Per contro, la continua ed insistente presenza per richiedere elargizioni legate allo stato di indigenza pare piuttosto risolversi in una generica condotta invasiva e petulante, nella quale potrebbe configurarsi il meno grave reato di molestie, per il quale e’ sufficiente “un atteggiamento di arrogante invadenza e di intromissione continua e inopportuna nella altrui sfera di liberta’, con la conseguenza che la pluralita’ di azioni di disturbo integra l’elemento materiale costitutivo del reato” (Sez. 1, n. 6064 del 06/12/2017, Girone, Rv. 272397; Sez. 1, n. 6908 del 24/11/2011, Zigrino, Rv. 252063; Sez. 1, n. 29933 del 08/07/2010, Arena, Rv. 247960).

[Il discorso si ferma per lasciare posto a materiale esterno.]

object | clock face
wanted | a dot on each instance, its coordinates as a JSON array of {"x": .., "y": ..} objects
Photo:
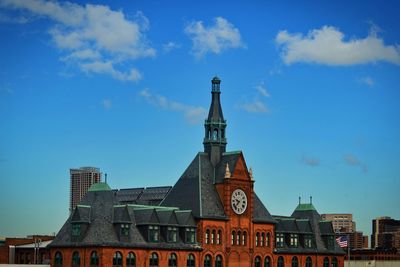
[{"x": 239, "y": 201}]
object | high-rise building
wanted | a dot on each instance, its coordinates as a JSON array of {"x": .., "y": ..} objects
[
  {"x": 81, "y": 179},
  {"x": 385, "y": 233},
  {"x": 341, "y": 222}
]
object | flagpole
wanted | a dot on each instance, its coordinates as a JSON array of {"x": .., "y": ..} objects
[{"x": 348, "y": 250}]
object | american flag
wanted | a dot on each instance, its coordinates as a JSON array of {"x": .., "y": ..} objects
[{"x": 342, "y": 241}]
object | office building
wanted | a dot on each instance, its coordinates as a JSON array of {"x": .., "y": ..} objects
[{"x": 80, "y": 181}]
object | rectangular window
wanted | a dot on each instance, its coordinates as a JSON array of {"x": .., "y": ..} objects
[
  {"x": 154, "y": 233},
  {"x": 124, "y": 229},
  {"x": 294, "y": 240},
  {"x": 172, "y": 233},
  {"x": 190, "y": 235},
  {"x": 280, "y": 240},
  {"x": 308, "y": 241},
  {"x": 76, "y": 229}
]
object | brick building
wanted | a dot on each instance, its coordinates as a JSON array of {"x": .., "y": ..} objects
[
  {"x": 211, "y": 217},
  {"x": 385, "y": 233}
]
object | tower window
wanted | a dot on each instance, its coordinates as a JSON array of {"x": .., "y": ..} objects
[
  {"x": 172, "y": 234},
  {"x": 215, "y": 134}
]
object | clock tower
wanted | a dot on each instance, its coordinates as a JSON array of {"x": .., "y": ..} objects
[{"x": 214, "y": 137}]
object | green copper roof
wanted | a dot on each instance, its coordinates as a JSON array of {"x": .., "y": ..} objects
[
  {"x": 99, "y": 187},
  {"x": 305, "y": 207}
]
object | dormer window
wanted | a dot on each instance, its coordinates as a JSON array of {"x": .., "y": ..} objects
[
  {"x": 308, "y": 241},
  {"x": 215, "y": 134},
  {"x": 190, "y": 235},
  {"x": 294, "y": 240},
  {"x": 76, "y": 230},
  {"x": 172, "y": 233},
  {"x": 124, "y": 229},
  {"x": 154, "y": 233},
  {"x": 280, "y": 240}
]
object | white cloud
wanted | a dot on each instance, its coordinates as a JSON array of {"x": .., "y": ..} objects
[
  {"x": 367, "y": 81},
  {"x": 94, "y": 37},
  {"x": 262, "y": 90},
  {"x": 354, "y": 161},
  {"x": 214, "y": 39},
  {"x": 310, "y": 161},
  {"x": 168, "y": 47},
  {"x": 328, "y": 46},
  {"x": 192, "y": 114},
  {"x": 107, "y": 104},
  {"x": 254, "y": 107},
  {"x": 106, "y": 67}
]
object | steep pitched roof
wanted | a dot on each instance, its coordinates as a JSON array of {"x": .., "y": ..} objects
[
  {"x": 195, "y": 190},
  {"x": 106, "y": 213},
  {"x": 260, "y": 213}
]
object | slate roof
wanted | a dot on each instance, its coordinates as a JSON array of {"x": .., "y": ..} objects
[
  {"x": 143, "y": 196},
  {"x": 306, "y": 220},
  {"x": 195, "y": 189},
  {"x": 107, "y": 213}
]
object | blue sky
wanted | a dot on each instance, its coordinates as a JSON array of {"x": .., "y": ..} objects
[{"x": 310, "y": 92}]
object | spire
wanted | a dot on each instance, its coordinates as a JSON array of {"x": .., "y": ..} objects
[{"x": 214, "y": 138}]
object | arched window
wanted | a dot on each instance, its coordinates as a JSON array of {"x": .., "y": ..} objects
[
  {"x": 94, "y": 259},
  {"x": 295, "y": 262},
  {"x": 267, "y": 262},
  {"x": 58, "y": 259},
  {"x": 262, "y": 239},
  {"x": 172, "y": 261},
  {"x": 308, "y": 262},
  {"x": 218, "y": 261},
  {"x": 190, "y": 262},
  {"x": 257, "y": 239},
  {"x": 76, "y": 259},
  {"x": 131, "y": 259},
  {"x": 117, "y": 259},
  {"x": 334, "y": 262},
  {"x": 215, "y": 134},
  {"x": 257, "y": 262},
  {"x": 326, "y": 262},
  {"x": 219, "y": 235},
  {"x": 153, "y": 260},
  {"x": 281, "y": 262},
  {"x": 207, "y": 260}
]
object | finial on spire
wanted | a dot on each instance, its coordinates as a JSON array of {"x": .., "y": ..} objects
[{"x": 227, "y": 171}]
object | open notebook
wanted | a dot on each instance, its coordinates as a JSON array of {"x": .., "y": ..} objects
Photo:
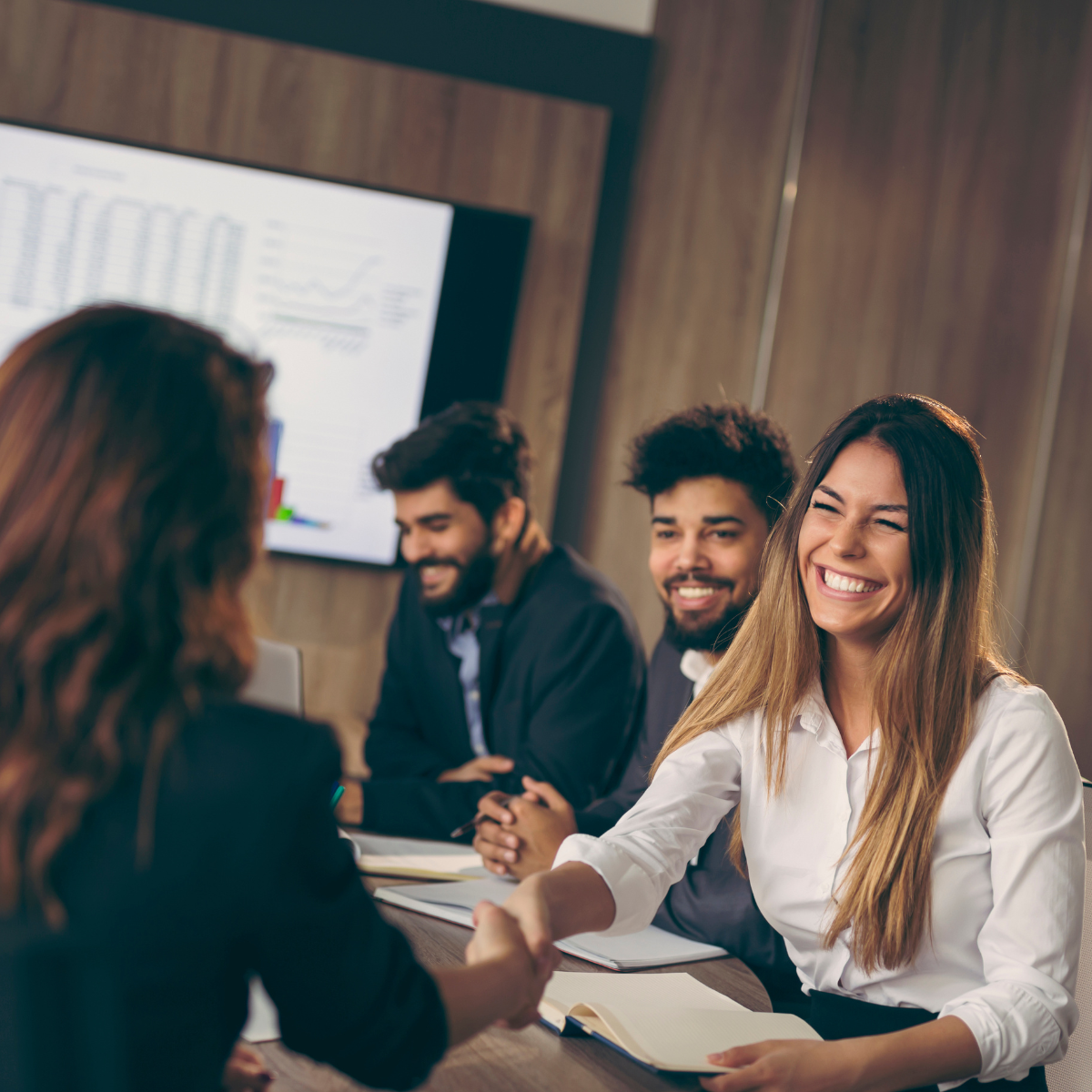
[
  {"x": 454, "y": 902},
  {"x": 663, "y": 1021},
  {"x": 413, "y": 858}
]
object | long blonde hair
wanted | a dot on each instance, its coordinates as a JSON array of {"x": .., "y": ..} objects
[{"x": 928, "y": 672}]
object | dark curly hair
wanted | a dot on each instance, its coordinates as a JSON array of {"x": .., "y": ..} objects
[
  {"x": 131, "y": 480},
  {"x": 725, "y": 440},
  {"x": 479, "y": 447}
]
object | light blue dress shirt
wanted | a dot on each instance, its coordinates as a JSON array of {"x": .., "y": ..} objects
[{"x": 461, "y": 636}]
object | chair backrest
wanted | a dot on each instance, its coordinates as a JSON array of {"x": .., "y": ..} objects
[
  {"x": 60, "y": 1018},
  {"x": 1074, "y": 1074},
  {"x": 278, "y": 680}
]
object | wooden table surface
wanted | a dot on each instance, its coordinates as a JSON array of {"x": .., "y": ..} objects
[{"x": 533, "y": 1059}]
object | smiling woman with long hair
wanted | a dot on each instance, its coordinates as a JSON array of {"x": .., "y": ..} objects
[
  {"x": 909, "y": 808},
  {"x": 181, "y": 835}
]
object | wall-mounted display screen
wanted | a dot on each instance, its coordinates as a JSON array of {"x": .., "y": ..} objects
[{"x": 339, "y": 285}]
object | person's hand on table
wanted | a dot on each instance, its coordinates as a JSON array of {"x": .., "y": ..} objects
[
  {"x": 246, "y": 1071},
  {"x": 497, "y": 938},
  {"x": 479, "y": 769},
  {"x": 787, "y": 1065},
  {"x": 522, "y": 834},
  {"x": 349, "y": 811}
]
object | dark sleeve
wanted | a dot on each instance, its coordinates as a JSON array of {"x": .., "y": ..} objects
[
  {"x": 345, "y": 983},
  {"x": 587, "y": 692},
  {"x": 396, "y": 745},
  {"x": 713, "y": 904},
  {"x": 599, "y": 817}
]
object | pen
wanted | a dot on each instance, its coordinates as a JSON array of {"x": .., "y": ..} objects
[{"x": 468, "y": 827}]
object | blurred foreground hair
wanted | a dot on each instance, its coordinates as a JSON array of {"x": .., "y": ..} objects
[
  {"x": 131, "y": 475},
  {"x": 927, "y": 675}
]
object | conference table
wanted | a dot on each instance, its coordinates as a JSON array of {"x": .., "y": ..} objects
[{"x": 533, "y": 1059}]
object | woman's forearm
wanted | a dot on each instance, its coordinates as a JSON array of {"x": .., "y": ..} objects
[
  {"x": 556, "y": 905},
  {"x": 578, "y": 900},
  {"x": 478, "y": 996},
  {"x": 940, "y": 1051}
]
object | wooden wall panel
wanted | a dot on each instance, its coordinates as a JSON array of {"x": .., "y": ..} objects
[
  {"x": 136, "y": 77},
  {"x": 1059, "y": 617},
  {"x": 697, "y": 263},
  {"x": 935, "y": 197}
]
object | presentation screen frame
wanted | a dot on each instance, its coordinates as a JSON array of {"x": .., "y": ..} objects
[{"x": 478, "y": 304}]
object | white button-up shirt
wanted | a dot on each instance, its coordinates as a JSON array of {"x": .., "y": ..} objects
[{"x": 1008, "y": 864}]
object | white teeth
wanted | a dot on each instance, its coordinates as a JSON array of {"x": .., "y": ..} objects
[{"x": 844, "y": 584}]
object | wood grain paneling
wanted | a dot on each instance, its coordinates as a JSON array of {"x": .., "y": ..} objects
[
  {"x": 694, "y": 276},
  {"x": 1059, "y": 616},
  {"x": 935, "y": 199},
  {"x": 137, "y": 77}
]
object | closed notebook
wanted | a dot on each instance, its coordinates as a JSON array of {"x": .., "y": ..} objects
[
  {"x": 414, "y": 858},
  {"x": 662, "y": 1021},
  {"x": 454, "y": 902}
]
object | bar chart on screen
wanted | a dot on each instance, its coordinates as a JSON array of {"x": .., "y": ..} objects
[{"x": 338, "y": 285}]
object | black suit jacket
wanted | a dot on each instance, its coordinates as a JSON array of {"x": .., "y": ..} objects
[
  {"x": 561, "y": 682},
  {"x": 248, "y": 875},
  {"x": 713, "y": 902}
]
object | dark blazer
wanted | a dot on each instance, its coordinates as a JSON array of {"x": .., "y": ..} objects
[
  {"x": 561, "y": 683},
  {"x": 713, "y": 902},
  {"x": 248, "y": 875}
]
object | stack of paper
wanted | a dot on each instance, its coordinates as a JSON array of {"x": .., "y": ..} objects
[
  {"x": 454, "y": 902},
  {"x": 413, "y": 858}
]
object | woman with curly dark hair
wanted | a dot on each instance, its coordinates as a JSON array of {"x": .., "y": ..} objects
[{"x": 142, "y": 809}]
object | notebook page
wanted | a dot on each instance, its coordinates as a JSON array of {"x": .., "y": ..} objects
[
  {"x": 672, "y": 991},
  {"x": 377, "y": 852},
  {"x": 651, "y": 947},
  {"x": 464, "y": 894},
  {"x": 680, "y": 1038}
]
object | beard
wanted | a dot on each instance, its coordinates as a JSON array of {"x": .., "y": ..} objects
[
  {"x": 713, "y": 634},
  {"x": 473, "y": 581}
]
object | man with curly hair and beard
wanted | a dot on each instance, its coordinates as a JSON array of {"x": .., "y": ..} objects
[{"x": 715, "y": 479}]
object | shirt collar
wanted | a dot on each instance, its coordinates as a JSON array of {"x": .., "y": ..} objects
[
  {"x": 469, "y": 620},
  {"x": 814, "y": 715},
  {"x": 697, "y": 669}
]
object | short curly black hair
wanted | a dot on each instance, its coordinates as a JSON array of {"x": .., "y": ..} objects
[
  {"x": 725, "y": 440},
  {"x": 479, "y": 447}
]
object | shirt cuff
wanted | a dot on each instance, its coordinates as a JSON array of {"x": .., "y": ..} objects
[
  {"x": 634, "y": 895},
  {"x": 1014, "y": 1029}
]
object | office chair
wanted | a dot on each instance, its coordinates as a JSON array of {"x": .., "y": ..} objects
[
  {"x": 278, "y": 680},
  {"x": 1074, "y": 1074},
  {"x": 60, "y": 1019}
]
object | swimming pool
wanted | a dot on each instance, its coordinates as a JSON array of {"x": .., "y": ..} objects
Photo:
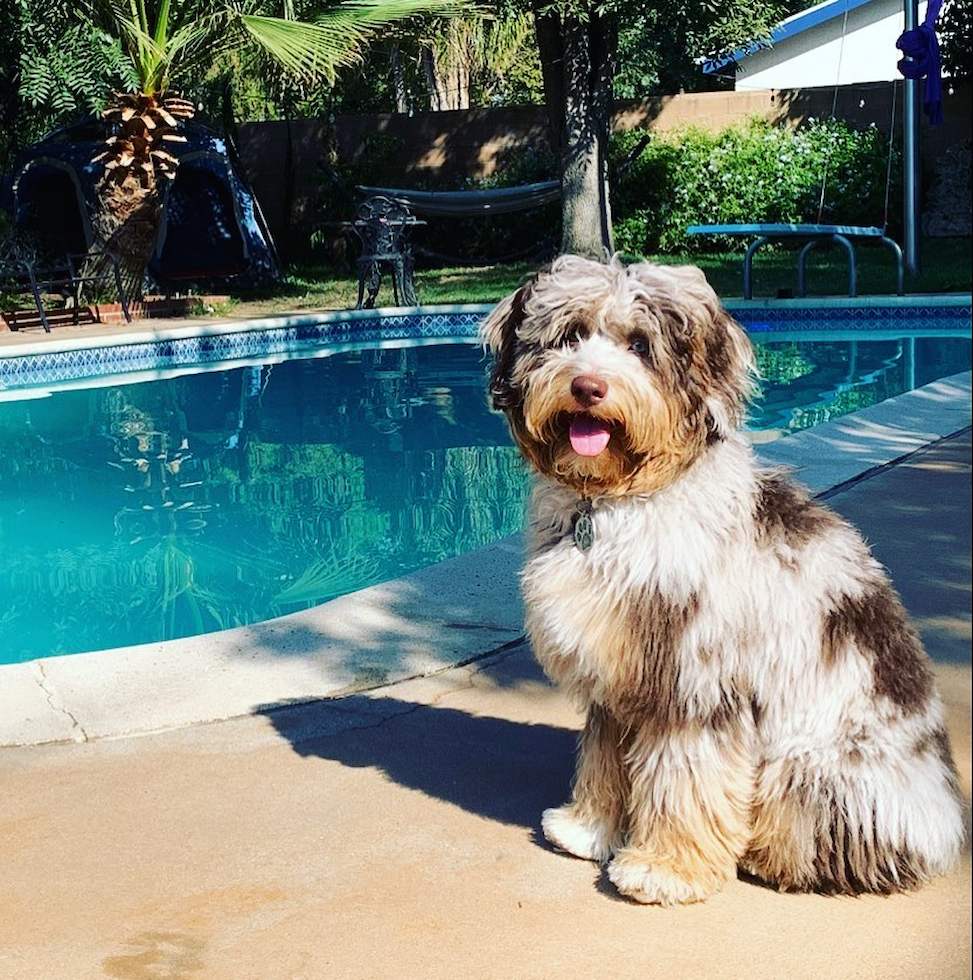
[{"x": 179, "y": 497}]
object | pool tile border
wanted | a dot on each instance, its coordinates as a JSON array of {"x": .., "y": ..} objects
[{"x": 35, "y": 365}]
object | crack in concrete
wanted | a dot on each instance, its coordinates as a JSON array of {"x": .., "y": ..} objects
[{"x": 37, "y": 669}]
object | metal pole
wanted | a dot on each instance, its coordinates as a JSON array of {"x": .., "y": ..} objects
[{"x": 911, "y": 163}]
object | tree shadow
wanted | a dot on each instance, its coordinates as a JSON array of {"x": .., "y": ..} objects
[{"x": 492, "y": 767}]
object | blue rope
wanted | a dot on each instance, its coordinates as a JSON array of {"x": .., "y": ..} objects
[{"x": 921, "y": 50}]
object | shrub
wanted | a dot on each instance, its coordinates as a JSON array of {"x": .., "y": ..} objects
[{"x": 751, "y": 173}]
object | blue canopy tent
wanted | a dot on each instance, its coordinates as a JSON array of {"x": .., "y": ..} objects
[{"x": 211, "y": 229}]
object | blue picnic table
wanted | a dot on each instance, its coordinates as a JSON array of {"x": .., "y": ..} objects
[{"x": 812, "y": 235}]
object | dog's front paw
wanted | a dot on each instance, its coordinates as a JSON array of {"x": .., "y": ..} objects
[
  {"x": 589, "y": 839},
  {"x": 651, "y": 883}
]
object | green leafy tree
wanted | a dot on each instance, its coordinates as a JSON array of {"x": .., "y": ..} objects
[
  {"x": 580, "y": 50},
  {"x": 956, "y": 38}
]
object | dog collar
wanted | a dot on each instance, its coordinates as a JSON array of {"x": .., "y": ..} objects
[{"x": 584, "y": 528}]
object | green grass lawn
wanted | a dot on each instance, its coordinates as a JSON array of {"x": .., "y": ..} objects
[{"x": 945, "y": 268}]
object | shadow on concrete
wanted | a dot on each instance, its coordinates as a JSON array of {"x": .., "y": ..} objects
[{"x": 494, "y": 768}]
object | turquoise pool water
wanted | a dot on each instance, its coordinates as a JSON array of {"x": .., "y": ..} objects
[{"x": 138, "y": 512}]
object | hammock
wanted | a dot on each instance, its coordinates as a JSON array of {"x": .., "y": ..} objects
[{"x": 501, "y": 200}]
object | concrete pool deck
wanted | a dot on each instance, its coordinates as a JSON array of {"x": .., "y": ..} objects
[{"x": 230, "y": 823}]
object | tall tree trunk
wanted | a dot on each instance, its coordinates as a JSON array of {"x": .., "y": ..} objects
[
  {"x": 398, "y": 79},
  {"x": 448, "y": 72},
  {"x": 578, "y": 62},
  {"x": 438, "y": 94}
]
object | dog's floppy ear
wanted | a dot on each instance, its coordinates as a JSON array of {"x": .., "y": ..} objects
[{"x": 498, "y": 331}]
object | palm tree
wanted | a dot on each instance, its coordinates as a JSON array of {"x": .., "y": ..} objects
[{"x": 171, "y": 41}]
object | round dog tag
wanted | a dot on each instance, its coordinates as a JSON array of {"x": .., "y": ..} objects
[{"x": 584, "y": 529}]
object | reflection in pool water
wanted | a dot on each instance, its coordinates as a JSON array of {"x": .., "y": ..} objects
[{"x": 133, "y": 513}]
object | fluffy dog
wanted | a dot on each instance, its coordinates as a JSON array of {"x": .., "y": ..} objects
[{"x": 755, "y": 696}]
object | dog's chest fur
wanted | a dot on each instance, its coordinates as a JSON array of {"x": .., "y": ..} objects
[{"x": 651, "y": 614}]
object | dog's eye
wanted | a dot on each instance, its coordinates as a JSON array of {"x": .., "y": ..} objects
[{"x": 639, "y": 346}]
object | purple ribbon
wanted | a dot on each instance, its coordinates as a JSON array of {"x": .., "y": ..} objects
[{"x": 921, "y": 50}]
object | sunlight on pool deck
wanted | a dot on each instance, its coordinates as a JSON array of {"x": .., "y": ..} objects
[
  {"x": 451, "y": 613},
  {"x": 393, "y": 832}
]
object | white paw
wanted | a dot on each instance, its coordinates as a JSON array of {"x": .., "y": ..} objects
[
  {"x": 652, "y": 884},
  {"x": 589, "y": 839}
]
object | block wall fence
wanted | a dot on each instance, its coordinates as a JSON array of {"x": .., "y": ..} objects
[{"x": 441, "y": 149}]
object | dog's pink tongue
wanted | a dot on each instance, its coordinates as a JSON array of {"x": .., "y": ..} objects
[{"x": 588, "y": 435}]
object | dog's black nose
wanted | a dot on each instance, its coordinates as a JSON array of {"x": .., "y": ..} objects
[{"x": 588, "y": 390}]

4. La sentenza impugnata va pertanto annullata con rinvio per nuova valutazione in ordine ai punti indicati.
P.Q.M.
Annulla la sentenza impugnata e rinvia per nuovo giudizio ad altra sezione della Corte di appello di Caltanissetta.
In caso di diffusione omettere le generalità e gli altri dati identificativi dei soggetti interessati nei termini indicati.